Understanding the Master Index Standardization Engine

Data Normalization Definitions

If the data you are standardizing does not need to be parsed, but does require normalization, you can define data normalization rules to be used instead of the state model defined earlier in the process definition file. These rules would be used in the case of person names where the field components are already contained in separate fields and do no need to be parsed. In this case, the standardization engine processes one field at a time according to the rules defined in the normalizer section of standardizer.xml. In this section, you can define preprocessing rules to be applied to the fields prior to normalization.

Below is an excerpt from the PersonName data type. These rules convert the input string to all uppercase, and then processes the FirstName and MiddleName fields based on the givenName input symbol and processes the LastName field based on the surname input symbol.

 <normalizer>
   <preProcessing>
      <uppercase/>
   </preProcessing>
   <for field="FirstName" use="givenName"/>
   <for field="MiddleName" use="givenName"/>
   <for field="LastName" use="surname"/>
</normalizer>

The following table lists and describes the XML elements and attributes for the normalization definitions.
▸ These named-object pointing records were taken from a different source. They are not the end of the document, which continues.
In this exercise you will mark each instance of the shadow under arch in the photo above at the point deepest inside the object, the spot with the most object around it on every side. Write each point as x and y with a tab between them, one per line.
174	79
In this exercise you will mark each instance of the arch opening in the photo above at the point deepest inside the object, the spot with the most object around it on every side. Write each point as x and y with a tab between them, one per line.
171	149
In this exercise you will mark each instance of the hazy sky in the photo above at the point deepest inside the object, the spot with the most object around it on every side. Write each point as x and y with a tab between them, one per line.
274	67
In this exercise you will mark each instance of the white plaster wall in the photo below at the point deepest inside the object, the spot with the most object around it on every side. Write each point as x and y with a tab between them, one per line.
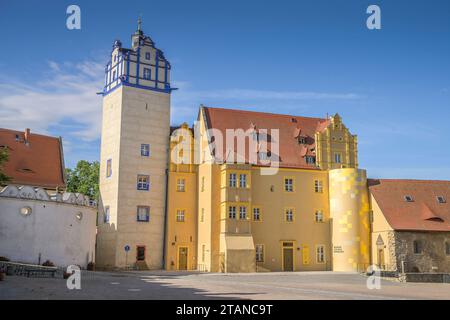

Element	Attribute	Description
normalizer		A container element for the normalization rules to use when field components do not require parsing, but do require normalization.
preProcessing		A container element for any preprocessing rules to apply to the input strings prior to normalization. For more information about preprocessing rules, see Standardization Processing Rules Reference.
for		The input symbol to use for a given field. This is defined in the following attributes.
	field	The name of a field to be normalized.
	use	The name of the input symbol to associate with the field. The processing logic defined for the input symbol earlier in the file is used to normalize the data contained in that field.